Schedule optimization – achieving more with less

Vaccine effectiveness

A major focus of AVA research in the past decade has been the reduction and optimization of immunization schedules. The study of Brachman et al. with a predecessor vaccine to AVA – the Fort Detrick formulation – used a PrEP booster schedule of 0, 2, and 4 weeks (primary series) with boosters at Months 6 and 12 and annual boosters thereafter [63]. The study cohort (n = 1330) comprised mill workers in the northeastern United States with ongoing occupational exposure to B. anthracis spores from processing raw imported goat hair. The mill environments experienced annual case rates of 0.6–1.8% (mean 1.2%), with rates as high as 6.1% in persons categorized as ‘high risk.’ Exposures in those environments were estimated at 21–2100 infectious particles per 8-h day. The study demonstrated vaccine effectiveness of 92.5% in those environments, with no reported cases of inhalation anthrax in any participants who completed the vaccination at Month 6, analogous to completing the current 3-IM priming series [8]. The challenge for schedule optimization using fewer or less frequent booster doses is therefore to demonstrate comparable effectiveness or efficacy post-priming.

Vaccine efficacy and immune COP

B. anthracis is highly clonal. In particular, the pagA gene coding for PA is highly conserved across the isolates evaluated [64]. From 124 B. anthracis isolates of diverse geographical origin there are currently 11 reported alleles of pagA, and 6 of these have mutations coding for differences in amino acid sequence [65]. This clonality is an indication that AVA, and other PA-based anthrax vaccines, will likely have broad efficacy. Indeed, AVA has been demonstrated to protect a variety of animal genera and species (guinea pigs, rabbits, cynomolgus macaques, and rhesus macaques) against challenge with geographically diverse B. anthracis isolates [66,67]. Because human anthrax has extremely low incidence in the United States, the primary efficacy data for improved schedules or optimized formulations of AVA are therefore dependent on these animal models. Most animal models of inhalation anthrax have adopted B. anthracis Ames as the challenge strain, with a target inhaled dose of 200 LD50 equivalents, the actual delivered dose being dependent on the animal genus used. The recent approval of AVA for a PEP indication was the first using this strategy [68].

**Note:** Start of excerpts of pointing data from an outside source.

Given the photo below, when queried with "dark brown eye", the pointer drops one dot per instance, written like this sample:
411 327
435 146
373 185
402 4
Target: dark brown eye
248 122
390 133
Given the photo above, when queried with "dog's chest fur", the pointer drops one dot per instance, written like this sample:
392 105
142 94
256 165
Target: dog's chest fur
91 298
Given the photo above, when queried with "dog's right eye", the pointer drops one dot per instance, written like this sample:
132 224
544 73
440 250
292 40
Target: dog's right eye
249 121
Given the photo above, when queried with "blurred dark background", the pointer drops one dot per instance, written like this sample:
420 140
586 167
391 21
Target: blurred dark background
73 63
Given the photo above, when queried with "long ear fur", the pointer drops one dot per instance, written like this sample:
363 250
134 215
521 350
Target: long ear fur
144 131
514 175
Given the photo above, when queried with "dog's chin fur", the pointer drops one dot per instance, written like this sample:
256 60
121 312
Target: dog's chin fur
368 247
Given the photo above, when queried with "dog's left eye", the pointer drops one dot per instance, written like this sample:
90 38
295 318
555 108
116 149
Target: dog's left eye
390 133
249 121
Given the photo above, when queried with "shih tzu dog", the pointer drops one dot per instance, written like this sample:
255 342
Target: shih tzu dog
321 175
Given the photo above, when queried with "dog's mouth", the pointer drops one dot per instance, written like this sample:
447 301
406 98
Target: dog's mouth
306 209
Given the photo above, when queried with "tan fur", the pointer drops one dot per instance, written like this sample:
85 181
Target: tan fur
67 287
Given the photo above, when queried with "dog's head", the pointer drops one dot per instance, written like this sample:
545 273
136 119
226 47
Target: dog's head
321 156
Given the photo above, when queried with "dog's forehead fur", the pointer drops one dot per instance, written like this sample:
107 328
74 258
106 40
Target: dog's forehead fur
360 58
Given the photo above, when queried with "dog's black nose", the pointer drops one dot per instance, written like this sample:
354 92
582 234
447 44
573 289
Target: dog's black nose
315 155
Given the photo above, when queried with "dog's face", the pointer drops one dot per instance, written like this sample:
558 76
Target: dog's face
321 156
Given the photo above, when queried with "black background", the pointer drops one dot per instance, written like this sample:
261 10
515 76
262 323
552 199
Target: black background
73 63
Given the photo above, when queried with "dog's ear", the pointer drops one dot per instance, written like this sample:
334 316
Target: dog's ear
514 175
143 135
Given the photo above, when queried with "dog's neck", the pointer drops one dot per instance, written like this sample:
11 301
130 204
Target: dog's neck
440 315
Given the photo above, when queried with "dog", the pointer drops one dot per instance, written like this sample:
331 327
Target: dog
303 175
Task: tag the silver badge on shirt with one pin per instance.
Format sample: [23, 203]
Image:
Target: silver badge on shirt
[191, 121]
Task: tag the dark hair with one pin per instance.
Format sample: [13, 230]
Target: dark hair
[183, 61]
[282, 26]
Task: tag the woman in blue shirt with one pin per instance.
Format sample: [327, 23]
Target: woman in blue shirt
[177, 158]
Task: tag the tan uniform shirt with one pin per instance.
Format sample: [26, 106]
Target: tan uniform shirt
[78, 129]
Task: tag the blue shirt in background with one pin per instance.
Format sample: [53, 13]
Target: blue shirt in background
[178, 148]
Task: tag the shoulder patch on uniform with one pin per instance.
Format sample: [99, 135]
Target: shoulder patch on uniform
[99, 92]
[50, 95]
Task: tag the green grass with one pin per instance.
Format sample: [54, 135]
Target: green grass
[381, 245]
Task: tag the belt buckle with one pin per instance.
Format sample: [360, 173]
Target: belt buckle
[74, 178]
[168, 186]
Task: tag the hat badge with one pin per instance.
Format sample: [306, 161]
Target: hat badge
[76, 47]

In the CDC AVRP, the immunological data generated by the NHP nonclinical study were used to generate immune COP for inhalation anthrax that could be applied to humans. Vaccinated NHP received only the 3-IM priming series. The study design included a range of AVA doses from a full human dose to a 1/40 diluted dose. The objective was to modulate immunogenicity and generate a graded range of immunological data to identify COP. Groups of NHP were challenged with high levels of aerosolized B. anthracis Ames spores at study Months 12 and 30 to correspond with time points in the AVRP human booster schedule at which vaccinations were replaced by saline injection. Groups of NHP were also challenged at study Month 52; 10 months later than the final booster time point in the AVRP 4-IM human schedule.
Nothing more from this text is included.